Юна усмехнулась. В её рюкзаке лежали ампулы с анальгетиком. Ей захотелось пошутить про заколотую щиколотку. Про доктора Хауса и зависимость от обезболивающих. За забор зубов, в речь, смех не вышел.
– Вроде меня, да. Ты права, – она ограничилась сарказмом.
– Ты недостаточно хороша для балета. Но это не значит, что все остальные дороги тебе заказаны. Я знаю массу мест, где ты могла бы себя применить. Не в стриптизе, нет. В более приличных местах. Не смотри на меня так. Тебе, с твоим характером, надо было работать в органах. Например, на допросах. Ну, или как бабушка. Вы с ней конфликтуете, а почему? Похожа ты на неё, сильно похожа. Психологически очень давишь. Всё расскажут, лишь бы отошла.
– Я и отойду, – младшая встала. На радушие, за весь разговор, Цецилия выделяла пять минут. Они кончились.
– В душ? – поинтересовалась старшая, не меняя позу. Младшую тянуло из кожи вон.
Комната перестала быть тёплой. Теперь она её выталкивала. Всё было хорошо, красиво и на своих местах. Всё, кроме неё.
Дочь не вписывалась.
– В Пушкин.
***
Отец недолго был их современником, её и брата. Тем не менее, линии пересеклись в самом значимом отрезке: им – начало, ему – конец. Никому не хватило. Людям в принципе редко чего-то хватает.
Цецилия предупреждала все желания мужа, кроме одного.
Родион хотел мальчика. Появилась Юна. Он пожал плечами. Не больно-то и хотел.
Раньше, до самого брака, мать увивалась вокруг него, слушала, всячески помогала, влюблённая лаборантка. Его бессонные ночи превращали её в тень. Его вычисления бегали под её карандашом. Так продолжалось до тех пор, пока он ни заметил её полупрозрачной, как полёт стрекоз, неуместной в грубом мире красоты. Она была как шлейф дорогих духов: её присутствие ощущалось не сразу, но проникало в самые тайные уголки его существа. Поженились, чтобы больше об этом не думать. А подумать было о чём. Формула, поиском которой кипели мозги, нашлась.

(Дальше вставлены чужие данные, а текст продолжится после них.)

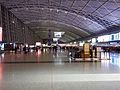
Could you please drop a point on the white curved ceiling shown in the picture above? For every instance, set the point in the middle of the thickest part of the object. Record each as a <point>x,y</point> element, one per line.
<point>85,17</point>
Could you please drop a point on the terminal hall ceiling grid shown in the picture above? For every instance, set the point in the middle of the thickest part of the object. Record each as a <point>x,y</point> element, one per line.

Стране нужны умы, нужны в секрете. Один из них был Родионом Волковым. Итак, ум настоятельно пригласили на государственную службу. Самое страшное оружие – не ядерное и не атомное. То, что поражает незаметно, куда страшнее. В этом и заключалась его деятельность.

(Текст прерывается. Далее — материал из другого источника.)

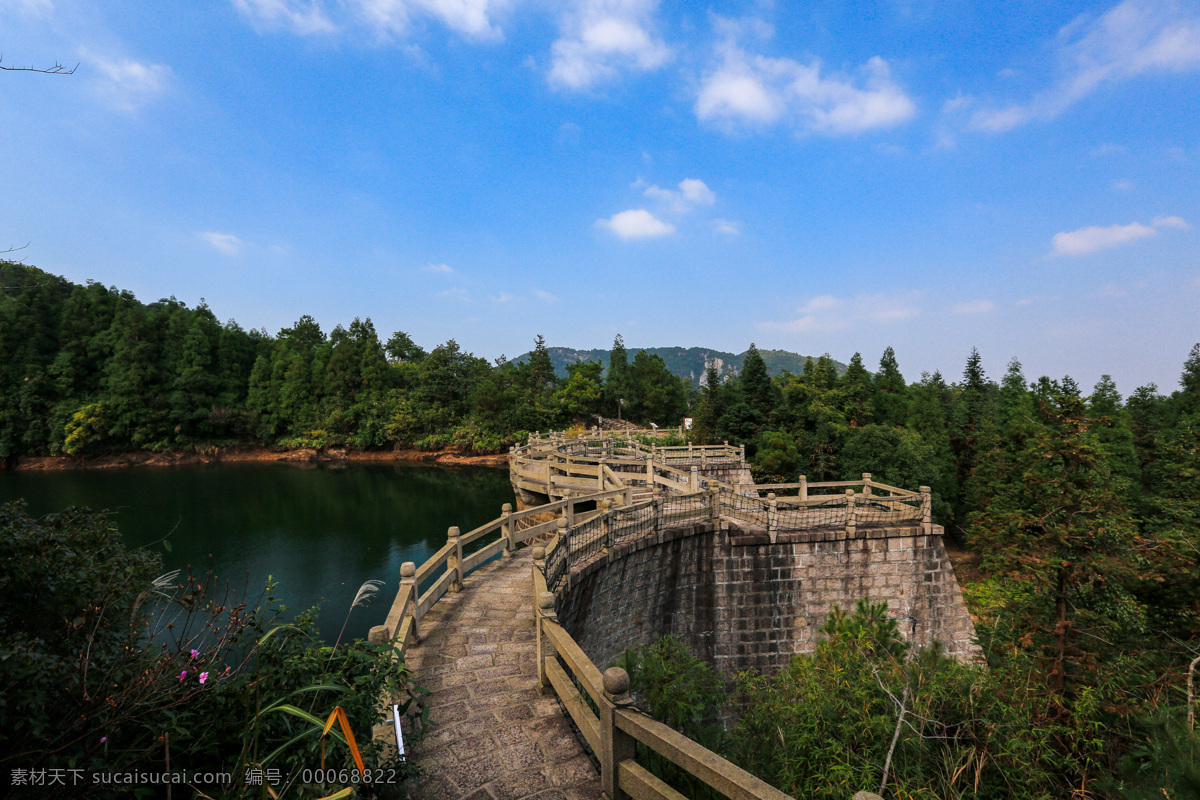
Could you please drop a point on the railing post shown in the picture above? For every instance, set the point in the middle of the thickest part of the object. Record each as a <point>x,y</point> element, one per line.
<point>772,516</point>
<point>545,612</point>
<point>927,510</point>
<point>539,565</point>
<point>606,523</point>
<point>616,745</point>
<point>507,529</point>
<point>454,561</point>
<point>408,581</point>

Лия, малышка Лия в белом халате, с серьёзностью студентки, сопровождала его везде, где бы ни был и чем бы ни занимался. Безукоризненная, как яд, и точная, как мензурка. Он хотел видеть её такой. Она такой стала. Человек ведёт себя со всеми по-разному, в зависимости от реакции. Между ними будто бы образовался экран, усиливающий главные качества обоих. Логично, что заземлением для их пары могли стать только дети. Младенцы пахли. Запахи мешали. Заземлиться не получилось. После рождения Германа с детьми было покончено. Родители сильнее увлекались химией, чем физикой. Но, если дочь никого не отвлекала, самостоятельная, с нездоровой для ребёнка отчуждённостью, то сын от нехватки внимания страдал. Делал пакости, чтобы привлечь, за что не получал ни ремня, ни нотаций. Рос среди интеллигентов. Он не сдавался. Его отправили в четыре кружка разом. Не помогло. Потом убили отца. Помогло.
После гибели Родиона у Цецилии поехала крыша. Они переехали из Москвы в её родной город, продав квартиру. За бесценок. Там детьми занялась их бабушка, Нонна, деспотичная и непререкаемая, как удар хлыста. Мать больше не работала по специальности. Мать больше не работала вообще (если опустить заказы на одежду). Пять операций на сердце позволили ей сидеть дома легально.
Отца изначально интересовало всё, так или иначе связанное со смертью. Он не был убийцей. Он был учёным. Посмотрев на свою семью сейчас, остался бы доволен. Смерть была везде.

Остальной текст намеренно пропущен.